We didn’t do a whole lot of reading this month: a few folktales and two novels. For us, that’s practically a Lent-like fast from books. Only it isn’t Lent. Which is a good thing, because the two novels we read were so delicious they don’t really count as fasting fare.
The Magician’s Elephant by Kate diCamillo, illustrated by Yoko Tanaka
This is a beautiful book from the first sentence to the last. DiCamillo somehow manages to evoke a sense of warmth despite the chill gloom of the book’s atmosphere, and Tanaka’s subdued illustrations perfectly complement the beautiful prose. Together, pictures and text render the whole book dreamlike and magical, lyrical and hopeful. Truly a must-read.

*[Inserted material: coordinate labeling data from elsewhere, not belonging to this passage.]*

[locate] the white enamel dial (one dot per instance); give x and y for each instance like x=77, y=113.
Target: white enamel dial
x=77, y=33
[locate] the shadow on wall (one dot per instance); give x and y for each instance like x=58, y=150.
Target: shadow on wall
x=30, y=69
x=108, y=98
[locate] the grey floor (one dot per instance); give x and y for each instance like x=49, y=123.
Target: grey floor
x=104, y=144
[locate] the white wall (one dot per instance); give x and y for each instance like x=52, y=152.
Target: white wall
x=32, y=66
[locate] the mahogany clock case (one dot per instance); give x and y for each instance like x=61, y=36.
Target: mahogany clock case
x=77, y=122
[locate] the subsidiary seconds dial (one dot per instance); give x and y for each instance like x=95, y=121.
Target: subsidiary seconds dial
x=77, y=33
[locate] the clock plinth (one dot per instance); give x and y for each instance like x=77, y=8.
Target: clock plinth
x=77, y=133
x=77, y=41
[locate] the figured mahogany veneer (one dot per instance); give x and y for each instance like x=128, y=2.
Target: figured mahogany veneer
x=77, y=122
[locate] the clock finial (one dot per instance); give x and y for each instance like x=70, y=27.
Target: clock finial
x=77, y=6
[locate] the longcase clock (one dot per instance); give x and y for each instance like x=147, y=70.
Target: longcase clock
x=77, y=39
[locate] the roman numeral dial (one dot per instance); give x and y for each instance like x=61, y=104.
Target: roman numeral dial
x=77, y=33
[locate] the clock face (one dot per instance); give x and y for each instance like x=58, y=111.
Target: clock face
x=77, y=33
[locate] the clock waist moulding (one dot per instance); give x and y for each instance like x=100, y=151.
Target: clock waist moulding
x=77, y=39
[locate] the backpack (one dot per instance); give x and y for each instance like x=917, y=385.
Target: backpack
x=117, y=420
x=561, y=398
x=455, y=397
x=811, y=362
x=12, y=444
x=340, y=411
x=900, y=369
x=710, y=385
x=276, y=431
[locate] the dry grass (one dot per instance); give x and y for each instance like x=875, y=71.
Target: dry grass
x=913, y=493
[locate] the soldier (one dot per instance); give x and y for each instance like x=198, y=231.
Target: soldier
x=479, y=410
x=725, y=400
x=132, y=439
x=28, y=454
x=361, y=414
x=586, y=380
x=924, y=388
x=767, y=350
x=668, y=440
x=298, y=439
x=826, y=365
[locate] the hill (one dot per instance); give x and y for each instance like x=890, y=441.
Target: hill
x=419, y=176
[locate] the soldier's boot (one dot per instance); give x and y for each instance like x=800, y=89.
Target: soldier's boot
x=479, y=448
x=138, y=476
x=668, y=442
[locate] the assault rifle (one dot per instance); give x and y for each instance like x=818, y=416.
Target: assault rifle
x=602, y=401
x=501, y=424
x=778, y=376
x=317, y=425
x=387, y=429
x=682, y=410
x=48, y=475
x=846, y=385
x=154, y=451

The Hobbit by J.R.R. Tolkien
I haven’t read this book since junior high, which is (scarily) almost 25 years ago. I liked it well enough then. I loved it now. Tolkien’s language is so beautiful in places that I wanted to eat it.
Several times, I stopped and made the kids listen to sentences a second time, just because they were so fabulous. They humored me. I didn’t push my luck and make them listen a third time (though I often wanted to): they might have mutinied. After all, they wanted to find out what happened. And what happened was wonderful. Another book everyone should read (or maybe eat).

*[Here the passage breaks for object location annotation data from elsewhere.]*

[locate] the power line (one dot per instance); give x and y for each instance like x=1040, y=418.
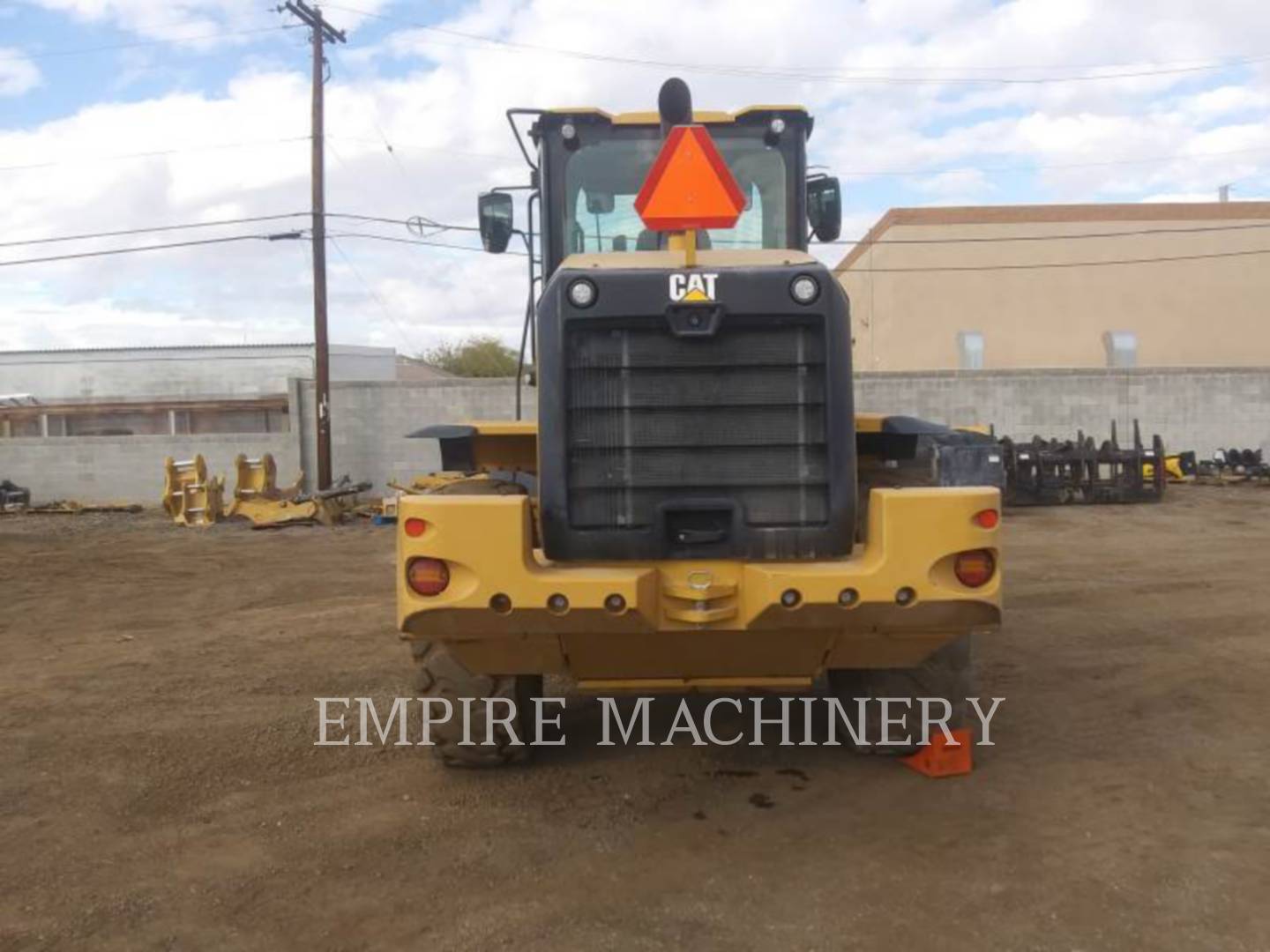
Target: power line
x=138, y=43
x=155, y=153
x=407, y=222
x=1041, y=265
x=993, y=239
x=406, y=339
x=153, y=228
x=421, y=242
x=830, y=75
x=419, y=221
x=147, y=248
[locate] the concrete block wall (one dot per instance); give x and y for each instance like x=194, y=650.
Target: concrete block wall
x=370, y=421
x=130, y=469
x=1198, y=409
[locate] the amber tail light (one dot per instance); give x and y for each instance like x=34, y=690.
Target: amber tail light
x=427, y=576
x=975, y=569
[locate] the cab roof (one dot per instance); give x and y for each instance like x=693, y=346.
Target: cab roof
x=706, y=117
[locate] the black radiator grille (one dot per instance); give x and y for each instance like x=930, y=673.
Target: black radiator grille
x=738, y=415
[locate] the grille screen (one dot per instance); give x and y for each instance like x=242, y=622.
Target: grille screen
x=738, y=415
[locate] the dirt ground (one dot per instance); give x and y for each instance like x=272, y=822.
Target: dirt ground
x=159, y=787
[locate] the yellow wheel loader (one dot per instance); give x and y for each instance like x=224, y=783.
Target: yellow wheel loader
x=698, y=505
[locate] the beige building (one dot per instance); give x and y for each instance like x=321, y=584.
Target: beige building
x=1183, y=285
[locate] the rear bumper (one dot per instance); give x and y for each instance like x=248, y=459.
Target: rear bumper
x=698, y=620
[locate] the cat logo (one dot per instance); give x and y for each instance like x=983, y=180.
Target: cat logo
x=692, y=288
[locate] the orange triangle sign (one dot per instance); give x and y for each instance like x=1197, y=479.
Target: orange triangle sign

Since my reading list this month is so thin, I thought I’d round it out with a few riddles Doug, Jack, and I made up. Call it our little tribute to Tolkien. (For those of you who aren’t Tolkien readers, riddles figure crucially in The Hobbit; it’s how Bilbo escapes from Gollum and re-discovers the all-important ring.)

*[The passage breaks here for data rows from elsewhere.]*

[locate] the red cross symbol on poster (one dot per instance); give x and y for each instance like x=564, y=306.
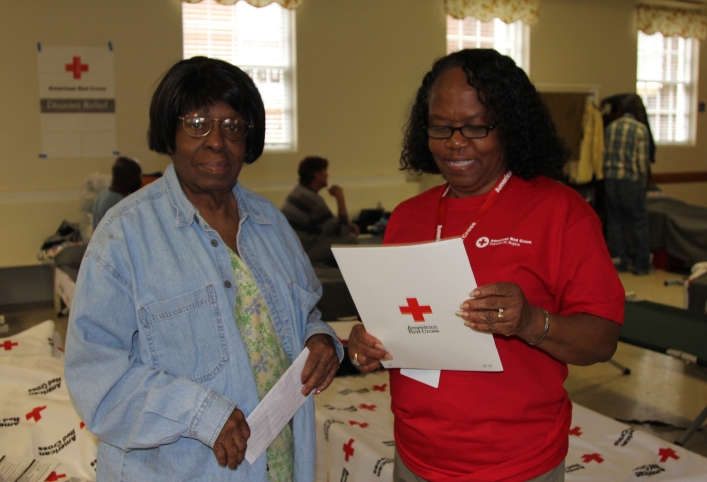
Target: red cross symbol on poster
x=35, y=413
x=76, y=67
x=413, y=308
x=348, y=450
x=7, y=345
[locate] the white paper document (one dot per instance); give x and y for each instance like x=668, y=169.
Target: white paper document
x=276, y=409
x=407, y=297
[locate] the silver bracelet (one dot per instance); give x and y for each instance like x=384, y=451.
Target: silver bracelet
x=547, y=327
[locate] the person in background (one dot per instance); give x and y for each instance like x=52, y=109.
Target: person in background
x=127, y=178
x=310, y=217
x=626, y=174
x=192, y=301
x=547, y=290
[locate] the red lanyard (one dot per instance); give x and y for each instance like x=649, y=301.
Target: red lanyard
x=490, y=200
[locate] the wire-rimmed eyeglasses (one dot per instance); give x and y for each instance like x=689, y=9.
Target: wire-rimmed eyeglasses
x=200, y=125
x=469, y=132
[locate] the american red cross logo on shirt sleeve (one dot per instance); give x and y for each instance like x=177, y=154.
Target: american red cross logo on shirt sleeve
x=592, y=457
x=413, y=308
x=54, y=477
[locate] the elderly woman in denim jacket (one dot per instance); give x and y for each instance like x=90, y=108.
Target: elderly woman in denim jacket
x=192, y=300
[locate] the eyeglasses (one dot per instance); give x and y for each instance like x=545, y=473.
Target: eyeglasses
x=200, y=125
x=469, y=132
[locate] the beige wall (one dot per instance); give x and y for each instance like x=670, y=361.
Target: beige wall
x=359, y=63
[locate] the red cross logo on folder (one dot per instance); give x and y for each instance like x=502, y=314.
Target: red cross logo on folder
x=76, y=67
x=413, y=308
x=667, y=453
x=35, y=413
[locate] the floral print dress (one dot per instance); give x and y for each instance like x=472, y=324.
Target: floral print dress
x=267, y=359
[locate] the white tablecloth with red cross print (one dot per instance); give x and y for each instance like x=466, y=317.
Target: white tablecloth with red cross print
x=355, y=441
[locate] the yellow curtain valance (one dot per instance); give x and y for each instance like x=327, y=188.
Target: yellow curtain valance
x=256, y=3
x=672, y=21
x=507, y=10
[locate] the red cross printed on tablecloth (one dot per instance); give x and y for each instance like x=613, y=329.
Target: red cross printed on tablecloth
x=592, y=457
x=53, y=477
x=348, y=450
x=413, y=308
x=35, y=413
x=667, y=453
x=76, y=67
x=8, y=344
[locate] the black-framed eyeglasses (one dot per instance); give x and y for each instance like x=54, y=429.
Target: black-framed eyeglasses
x=200, y=125
x=469, y=132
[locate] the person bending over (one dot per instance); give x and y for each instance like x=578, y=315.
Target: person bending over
x=310, y=217
x=127, y=178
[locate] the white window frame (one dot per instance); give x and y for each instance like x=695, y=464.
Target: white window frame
x=212, y=29
x=670, y=95
x=509, y=39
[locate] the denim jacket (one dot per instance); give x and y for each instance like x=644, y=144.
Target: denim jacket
x=155, y=362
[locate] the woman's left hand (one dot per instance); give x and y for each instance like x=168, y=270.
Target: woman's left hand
x=321, y=365
x=499, y=308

We’ll start with a couple easy ones:
Rings around eyes, rings around tail,
Scavenges garbage without fail.
Mute companion by day
At night fades away.
A harder one:
Around you by day, though straight at night,
Animal skin, a daily sight.
And my favorite:
A baseball team
Stars and towers.
I’ll post the answers on Friday in the comments, but in the meantime, go ahead and take a stab at them.